Ukraine stumbles on

29 April 1999


Ukraine’s nuclear energy company Energoatom ordered electricity output to be cut at Zaporozhye and South Ukraine NPPs on 25 March because of fuel shortages. Unit 1 at Zaporozhye is operating at half its original electricity output, while Unit 2 at South Ukraine station has cut output by 20%. Energoatom says the plants need at least $250 million to buy nuclear fuel from Russia, but the stations have no funds because of non-payment of electricity by consumers who owe about 2 billion hryvnias ($508 million). Energoatom hopes to raise the money by the summer.

Ukraine’s nuclear power stations have hardly any stocks of fresh nuclear fuel, according to the Nuclear Control Administration of the Environment Ministry.

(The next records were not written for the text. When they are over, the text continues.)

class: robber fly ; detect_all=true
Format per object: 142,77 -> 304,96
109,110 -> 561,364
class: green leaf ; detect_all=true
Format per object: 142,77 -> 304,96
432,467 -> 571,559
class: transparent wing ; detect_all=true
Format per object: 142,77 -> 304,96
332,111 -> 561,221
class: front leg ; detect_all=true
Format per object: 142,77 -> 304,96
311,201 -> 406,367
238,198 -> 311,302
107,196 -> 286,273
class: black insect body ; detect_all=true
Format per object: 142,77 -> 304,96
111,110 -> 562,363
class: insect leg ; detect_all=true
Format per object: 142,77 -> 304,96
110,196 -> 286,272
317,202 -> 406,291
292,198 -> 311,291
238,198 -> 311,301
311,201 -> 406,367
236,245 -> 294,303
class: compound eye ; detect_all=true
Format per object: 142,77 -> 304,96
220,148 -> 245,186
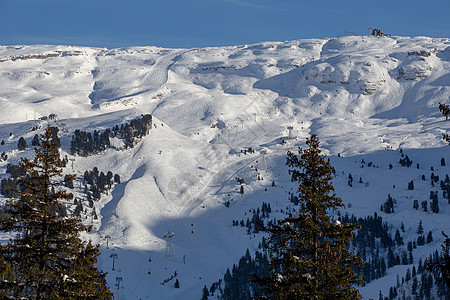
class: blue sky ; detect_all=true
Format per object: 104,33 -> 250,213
0,0 -> 450,48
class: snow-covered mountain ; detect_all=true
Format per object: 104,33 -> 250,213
0,36 -> 450,299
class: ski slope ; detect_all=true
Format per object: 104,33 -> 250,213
0,36 -> 450,299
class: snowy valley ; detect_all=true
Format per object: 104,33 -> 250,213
0,36 -> 450,299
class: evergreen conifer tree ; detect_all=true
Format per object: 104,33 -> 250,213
0,127 -> 113,299
255,135 -> 362,299
425,232 -> 450,293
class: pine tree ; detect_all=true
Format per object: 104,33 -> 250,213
0,127 -> 113,299
425,232 -> 450,293
17,136 -> 28,151
255,135 -> 362,299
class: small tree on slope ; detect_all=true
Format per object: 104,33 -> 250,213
255,135 -> 362,300
0,127 -> 113,299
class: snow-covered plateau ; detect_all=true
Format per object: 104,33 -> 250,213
0,36 -> 450,299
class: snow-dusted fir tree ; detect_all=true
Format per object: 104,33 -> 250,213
0,127 -> 112,299
256,135 -> 362,300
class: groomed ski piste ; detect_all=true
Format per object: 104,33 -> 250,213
0,36 -> 450,299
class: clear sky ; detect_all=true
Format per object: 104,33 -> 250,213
0,0 -> 450,48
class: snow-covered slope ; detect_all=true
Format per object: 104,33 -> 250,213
0,36 -> 450,299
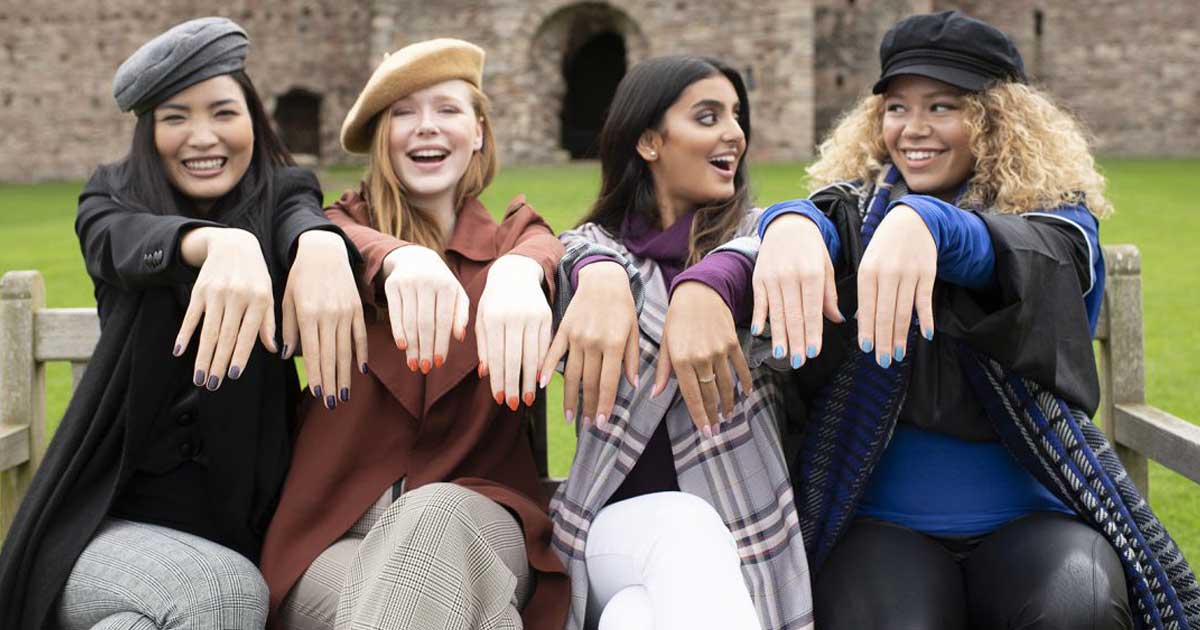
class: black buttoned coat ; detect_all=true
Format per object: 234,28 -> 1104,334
0,163 -> 358,629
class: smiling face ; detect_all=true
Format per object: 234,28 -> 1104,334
883,74 -> 976,200
637,74 -> 746,214
386,79 -> 484,208
154,74 -> 254,209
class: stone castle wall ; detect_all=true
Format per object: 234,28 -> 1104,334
0,0 -> 1200,181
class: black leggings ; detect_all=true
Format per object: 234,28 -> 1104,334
814,512 -> 1133,630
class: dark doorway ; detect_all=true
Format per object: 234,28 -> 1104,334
275,89 -> 320,157
560,31 -> 625,160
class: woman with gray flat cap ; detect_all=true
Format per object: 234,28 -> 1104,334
0,18 -> 366,630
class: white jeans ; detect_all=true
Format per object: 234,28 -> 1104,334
587,492 -> 761,630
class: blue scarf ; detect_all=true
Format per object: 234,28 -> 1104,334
793,167 -> 1200,630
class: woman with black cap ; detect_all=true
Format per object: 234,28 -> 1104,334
751,12 -> 1200,629
0,18 -> 366,630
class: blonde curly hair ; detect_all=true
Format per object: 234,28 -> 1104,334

Only Unit 6 at Zaporozhye, which is closed for repairs, has a stock of nuclear fuel sufficient for the next loading. There are also stocks of fuel at Chernobyl’s Units 1 and 2, both now closed, which can be used at the still operating Unit 3.

The difficulties are compounded by continued industrial action. Rovno NPP has warned of a possible emergency due to the physical exhaustion of the station’s personnel, who are protesting at the nonpayment of wages and refusing to follow the procedure for rest breaks between shifts. Some staff have already been forbidden to work by doctors. The station’s deputy general director, Yuri Kulesh, says the reactors may have to stop. He is concerned about both wage delays and fuel shortages.

Union leader Olexander Yurkin said workers were owed about 145 million hryvnias ($38.6 million) in wages despite government promises to pay. The government has approved the Finance Ministry taking out a commercial loan of 120 million hryvnias to pay overdue wages to workers throughout the energy sector. However protests have continued with a rally in Slavutych attended by some 1500 workers of the local Chernobyl nuclear station. Oleg Goloskokov, head of Chernobyl’s information service, said the problem was the lack of a proper energy market in Ukraine. Consumers were currently paying in cash for only 2.5% of the electricity generated by the station, and the rest was bartered for wares. Chernobyl loses 50% when selling bartered goods for money.

Meanwhile, a meeting of Ukraine’s Nuclear Society blamed political and industrial decision-makers for the crisis. Both the management and members of the Society’s board told a news conference that Ukraine had not learned from the Chernobyl disaster but added that the society wanted to contribute towards the development of solutions. Board member Mykola Steinberg, who was Ukraine’s chief regulator from 1992 to 1995, admitted that Ukraine was “hopelessly behind” its neighbours due to an underdeveloped safety culture. Poor maintenance funding helped increase malfunctions at Ukraine’s NPPs by 20% in 1998.